Swamp Hiking

May 4, 2010

At first, Florida Hiking sounded like an oxymoran.  Normally when I think of great hikes, I think Appalachian Trail type hikes, with mountains and various flora and fauna.

I’ve always loved hiking, or at least taking long walks in the woods.  I thought for sure finding satisfying trails in Florida would be a challenge.  I was wrong.  Fortunately Florida has woods to explore, and many trails ready to be hiked. Not all the trails hiked so far have been impressive, but already I’m seeing things I never would see on the more mountainous trails. It’s swamp hiking at its best.

A concise guide-book catering specifically to the Central Florida area, Falcon Guides’ Hiking Central Florida, is my first resource.  This book contains short walks, day hikes, and overnight hikes.   The day hikes are what I am interested in most.  I like them to be at least 5 miles in length so you feel you get a good workout and also achieve the feeling of being removed from the hustle and bustle of civilization.

Here are a few of the day hikes I have explored so far:

Little Big Econ State Forest Hiking Trails (Oveida, FL)
Designates trails for hiking, cycling and horseback riding.  Each activity has its own parking area, in separate locations.  Also has a put-in spot for canoes and kayaks.  The first part of the trail weaves along a waterway and we happened upon an 8-foot alligator resting just off the bank a few feet from us.  A short way down the trail we ran into teenagers waiting their turn at a rope swing as kayakers leisurely paddled by.  Is it just me, or is there something inherently wrong with swimmers, kayakers and alligators sharing the same small stretch of waterway? 
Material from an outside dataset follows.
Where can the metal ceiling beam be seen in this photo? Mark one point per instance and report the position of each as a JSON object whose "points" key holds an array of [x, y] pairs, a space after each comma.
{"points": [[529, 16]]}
There is beauty to be found on this trail, particularly in a mesmorizing swamp scene a short ways in.

The downside to this hiking location is  the poorly designed map for hikers, and the various trails not being marked.

Tosohatchee Wildlife Management Area (Christmas, FL)
If you want desolate, this is the place.  At the lonely entrance kiosk there is a log book for visitors to sign their names, time in, make of car, and type of activity pursuing.  A sign also requests that you stop back by on your way out and sign out.  This is a good idea, and you will know why once you venture inside.  The main dirt road follows a line of power towers and you can hear them sizzle and crackle as you pass.  We chose to park at Parking Area 23, a grassy spot just off  the main road.  A newly built foot bridge took us over a narrow waterway into a Florida forest full of awe-inspiring old growth cypress trees, and through swamp land full of early Spring mosquitoes. Purple Spring blooming irises added color to the different shades of green throughout.  This is an interesting hike except for the confusing intersections with other trails along the way.  We hiked farther than planned, and due to flooded pathways, at least once had to double back and find another way.  

Although the Florida heat and humidity debilitate you, early morning starts to the hikes are well rewarded.  Until a trail convinces me otherwise, taking to Florida’s unique swampy hiking trails deserves to be number three on my List of 50 Things to Love About Florida.